Jacob and I, once we’d pulled that tree from the roof, joined the Stolfutzes in replacing the damaged soffits and joists. I had brought wood, and others had brought new subroofing and shingles. So many hands at work, Isaak and his sons, now almost men. Joseph and his boys, so diligent in their youth.
It was hard work, and the storms had not brought cool with them, but more heat. We drank the water, and took breaks in the shade, and we sweated. Jacob worked as hard as any of us, and I had to remind him sometimes to stop and come out of the sun. He has such a precise hand, and attends to the work before him.
By late afternoon, the roof was repaired, and we returned home.
Sadie was calm today. It was a good day for her. She spoke evenly, and did not seem angry, and had helped Hannah with preparation for the dinner. Truly, the Lord does answer our prayers. We must just be patient.
September 12
It is so hot. It gets so hot. More rain again today, not fierce, but the heat hangs in the wet air.
Mike stopped by again today, to check in on the order. The client is impatient, he says, although it has only been a week. The client was angry because he couldn’t reach Mike yesterday, and only got through on his cell phone this morning. But there was no power in the town, so nothing was working. He could not get gas, and there were lines, and people were not getting along. Mike is angry, because he is tired and has not slept well. The power comes on and off, and his house does not cool with air-conditioned air, because the compressor blew.
Mike wishes the client would understand that things take time and are more difficult. The client should know this. Mike was hot and angry, and was not sympathetic, and said so in his profane way.
He knows this will take time, but it is hard for the client to understand. I wish I could talk with them, but they are far away, near Washington, DC, and do not wish to come here. Mike told them they could, but they do not want to, because they are too busy.
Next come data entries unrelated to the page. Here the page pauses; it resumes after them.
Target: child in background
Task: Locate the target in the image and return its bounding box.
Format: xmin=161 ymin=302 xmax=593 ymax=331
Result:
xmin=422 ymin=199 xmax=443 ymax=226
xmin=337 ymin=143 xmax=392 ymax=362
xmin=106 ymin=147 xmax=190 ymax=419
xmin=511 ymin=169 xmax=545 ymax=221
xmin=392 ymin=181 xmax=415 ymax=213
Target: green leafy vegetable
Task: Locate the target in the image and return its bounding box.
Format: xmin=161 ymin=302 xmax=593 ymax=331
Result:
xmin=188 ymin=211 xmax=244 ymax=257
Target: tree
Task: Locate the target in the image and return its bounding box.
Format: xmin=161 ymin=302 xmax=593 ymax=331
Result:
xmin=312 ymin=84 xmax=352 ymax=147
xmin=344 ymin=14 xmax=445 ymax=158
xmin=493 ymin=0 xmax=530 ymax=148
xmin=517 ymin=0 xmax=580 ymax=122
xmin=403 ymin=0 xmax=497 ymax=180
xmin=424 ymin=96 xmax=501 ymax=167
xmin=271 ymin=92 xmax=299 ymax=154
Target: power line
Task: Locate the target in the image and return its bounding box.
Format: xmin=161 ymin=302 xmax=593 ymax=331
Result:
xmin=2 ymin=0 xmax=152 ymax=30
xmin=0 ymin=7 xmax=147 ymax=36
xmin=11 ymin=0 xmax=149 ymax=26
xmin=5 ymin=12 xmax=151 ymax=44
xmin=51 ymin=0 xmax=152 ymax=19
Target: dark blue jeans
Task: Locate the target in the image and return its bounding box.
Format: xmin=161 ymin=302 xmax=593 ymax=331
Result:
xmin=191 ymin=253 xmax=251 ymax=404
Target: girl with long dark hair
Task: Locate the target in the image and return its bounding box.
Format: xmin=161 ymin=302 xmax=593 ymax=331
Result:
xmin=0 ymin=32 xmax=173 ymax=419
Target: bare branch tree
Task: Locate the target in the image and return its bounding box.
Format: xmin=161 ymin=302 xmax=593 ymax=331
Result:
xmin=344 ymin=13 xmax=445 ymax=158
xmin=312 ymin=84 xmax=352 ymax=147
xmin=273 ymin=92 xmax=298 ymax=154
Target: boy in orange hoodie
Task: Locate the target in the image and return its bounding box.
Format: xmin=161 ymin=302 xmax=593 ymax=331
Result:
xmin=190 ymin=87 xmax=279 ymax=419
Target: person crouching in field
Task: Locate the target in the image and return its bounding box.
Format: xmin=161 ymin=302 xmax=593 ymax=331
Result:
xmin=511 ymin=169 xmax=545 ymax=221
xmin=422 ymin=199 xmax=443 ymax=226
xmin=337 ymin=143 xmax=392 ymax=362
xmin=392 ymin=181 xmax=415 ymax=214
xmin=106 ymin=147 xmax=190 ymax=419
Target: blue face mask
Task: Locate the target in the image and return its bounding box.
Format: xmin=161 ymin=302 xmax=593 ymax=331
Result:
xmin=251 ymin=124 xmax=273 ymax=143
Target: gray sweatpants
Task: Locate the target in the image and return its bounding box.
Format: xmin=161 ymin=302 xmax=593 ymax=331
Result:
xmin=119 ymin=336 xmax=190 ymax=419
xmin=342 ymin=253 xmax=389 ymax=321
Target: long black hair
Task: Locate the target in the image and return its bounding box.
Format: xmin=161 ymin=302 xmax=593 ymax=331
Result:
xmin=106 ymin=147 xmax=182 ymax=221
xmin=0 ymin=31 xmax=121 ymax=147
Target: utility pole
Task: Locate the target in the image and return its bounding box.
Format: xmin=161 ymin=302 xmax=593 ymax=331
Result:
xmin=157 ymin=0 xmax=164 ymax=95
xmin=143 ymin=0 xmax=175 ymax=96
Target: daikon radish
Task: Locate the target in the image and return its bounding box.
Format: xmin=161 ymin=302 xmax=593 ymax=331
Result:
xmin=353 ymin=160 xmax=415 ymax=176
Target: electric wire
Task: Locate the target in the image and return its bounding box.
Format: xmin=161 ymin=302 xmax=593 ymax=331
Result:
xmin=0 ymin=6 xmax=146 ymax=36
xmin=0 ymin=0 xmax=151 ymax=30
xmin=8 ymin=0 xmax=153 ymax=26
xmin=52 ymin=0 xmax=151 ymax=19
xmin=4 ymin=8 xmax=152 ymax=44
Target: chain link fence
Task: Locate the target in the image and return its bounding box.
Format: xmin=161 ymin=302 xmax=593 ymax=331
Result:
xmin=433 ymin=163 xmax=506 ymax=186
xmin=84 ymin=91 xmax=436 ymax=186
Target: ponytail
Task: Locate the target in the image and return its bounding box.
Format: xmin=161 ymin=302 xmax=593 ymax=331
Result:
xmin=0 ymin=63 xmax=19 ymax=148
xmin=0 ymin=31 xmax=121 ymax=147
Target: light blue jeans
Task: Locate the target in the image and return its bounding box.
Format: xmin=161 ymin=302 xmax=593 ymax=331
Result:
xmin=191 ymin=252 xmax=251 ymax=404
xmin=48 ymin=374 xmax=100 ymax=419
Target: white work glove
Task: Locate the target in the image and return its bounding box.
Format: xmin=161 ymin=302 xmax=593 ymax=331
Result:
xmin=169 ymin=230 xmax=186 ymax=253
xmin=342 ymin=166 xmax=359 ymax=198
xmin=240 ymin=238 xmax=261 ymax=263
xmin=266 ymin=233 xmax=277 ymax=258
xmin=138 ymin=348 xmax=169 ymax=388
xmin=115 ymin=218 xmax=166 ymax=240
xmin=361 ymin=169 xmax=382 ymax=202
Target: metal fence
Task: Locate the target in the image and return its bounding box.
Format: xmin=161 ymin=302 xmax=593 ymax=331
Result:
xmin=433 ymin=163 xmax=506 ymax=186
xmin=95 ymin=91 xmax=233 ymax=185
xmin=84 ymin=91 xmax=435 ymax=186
Mike says the impatience is because of the internet, because everyone now wants everything the moment they want it. I remember this from when I was jumping around in the world. I remember how people would walk around not even seeing each other, eyes down into their rectangles of light. No one was where they were.
So busy, the English are, and there was so much in my time there that was terrible. I was at a party those years ago when I went running around, I remember, with a friend, and one of his friends asked to show me something, and I said sure, and we sat at the computer and he showed me. It took me a moment, and then I had to look away. It was pornography, something strange, something even most English found horrible, and they laughed as I recoiled. They knew it would horrify me. It was funny for them, I think. It was not as things ever would or could be with Hannah.
And yet this is how the English live now. Whatever they want is there, even their most terrible darkness. So different from when the Order stepped away. There was a time when we were almost alike. All rode on horseback. Oil lit all homes, be they English or of the Order. We all worked the land. But now?
Now the English have their wild magics, so different it becomes hard to understand.
Such a wild terrible mess, the world is now. I am glad that I am not in it.
I WRITE AGAIN TONIGHT, because I cannot sleep. It is so hot, the blasting sun of day hanging in the wet air. We can none of us sleep, except for Sadie, who has taken her medicine. Hannah and Jacob moved out to the root cellar, and set down one of our mattresses in the cool of the earth. I carried Sadie, who nestled light in my arms, half asleep. They rest down there, all three of them. It is cooler there, resting in the earth.